From: Job and Josh Lyman

Dear Donna,

Matt shared Josh's email with me and I should tell you that nobody is mad at you. I should also mention that I smacked upside his head for asking you directly if Josh was seeing anybody. We had a bet and he was trying to cheat. I apologize for any discomfort he may have caused and assure you that my husband will be in the doghouse for some time to come over this one. I should also say after Josh's email you have officially been outed and further denials will be futile. You and I will have to discus Josh and Maui in greater detail later. If I have to suffer you calling me mam, I think the least you could do is dish on the man who is responsible for my suffering. While we're on the topic of the email despite the assurance of everyone that you are apparently a special case; (which we will discuss in detail later and further proves my point that you are the right person for the job), and normally a senior assistant does not out rank a senior advisor there is a flurry of activity caused by the comment that you out ranked top tier advisors. Otto and Bram are demanding administrative flow charts for the last dozen administrations in addition to the implementation of a flow chart for this administration for Santos 1 that includes assistants and figuring out where they would stand.

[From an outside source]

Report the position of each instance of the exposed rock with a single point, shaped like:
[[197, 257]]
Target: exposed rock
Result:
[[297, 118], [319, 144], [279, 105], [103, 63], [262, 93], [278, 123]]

Rona is walking around like the cock of the walk crowing about The fact that as the President Elect's executive assistant she would beat least 2 tiers above Senior Assistant to the Whitehouse Deputy Chief of Staff she must out rank just about everybody. Frankly I haven't seen her this spunky since she broke up with her last serious girlfriend.

I apparently didn't make my case clear enough so let's see if I can do it in writing better than I did in person. You are the top and only name on my staffing list. I talked with current First Lady Bartlet as well as Amy Gardner, (who in all honesty has been my friend for that last couple of years) and Lilly Mays (whom had nothing positive to say about the man you are currently sharing a hotel suite with.) I don't get that by the way how can you spend a week showing me these palatial estates and then fly coach half a dozen time zones and then spend a week in a 2.5 star timeshare condo. Anyway the women I talked to all listed you as their top choice. Lilly stated that you were capable and able to navigate the press cycles. Dr. Bartlet said that iI'd be lucky to get you and that I might be able to gain some ground by pointing out that this is one of the few non west wing Whitehouse jobs and that I could offer a flexible schedule to complete any academic or other personal schedule that you may need.

Let me put this plain as I can. Matt was never supposed to be president I was never supposed to be first lady. Matt grudgingly accepted the congressional nomination on the promise that there was no way a democrat could win his district but that he could shape the debate and bring to light some issues which had far gone ignored by our district's federal representation. Then low and behold after 6 count them 6 long years in Washington we were going to once again be a family and then Josh Lyman shows up at our door one Christmas Eve and next thing I know my children will each have a team of bodyguards for at least the next 29 years. I am out of my depth and out of my liege. I am going from junior congressmen's wife from the great state of Texas to being someone who is going to have books written bout me long after I am dead. I need help You're the best person to help me, and the rest is just incidental. I haven't sworn in months which when you get to know me is huge. I'm losing myself. I spend my days looking at mansions and at china patterns, listening to pitches about the political ramifications of where we send our kids. I swear I'm going to hurt the next person that talks to me about using my children's future to score some cheap political points, unless you agree to come on board as my Chief of Staff then I might be persuaded to hold off a week before maiming anyone.

I hope to hear from you soon.

Helen Santos First Lady in training and hopefully future employer

P.S. What's the deal with this Sam Seaborne character that is filling in for your bed warmer?


Author's note I may or may not have been drunk off my behind for these last couple of chapters. I apologize; I will reread and edit them on a day when I actually had a good day at work and haven't consumed a case and a half of Hornsby's.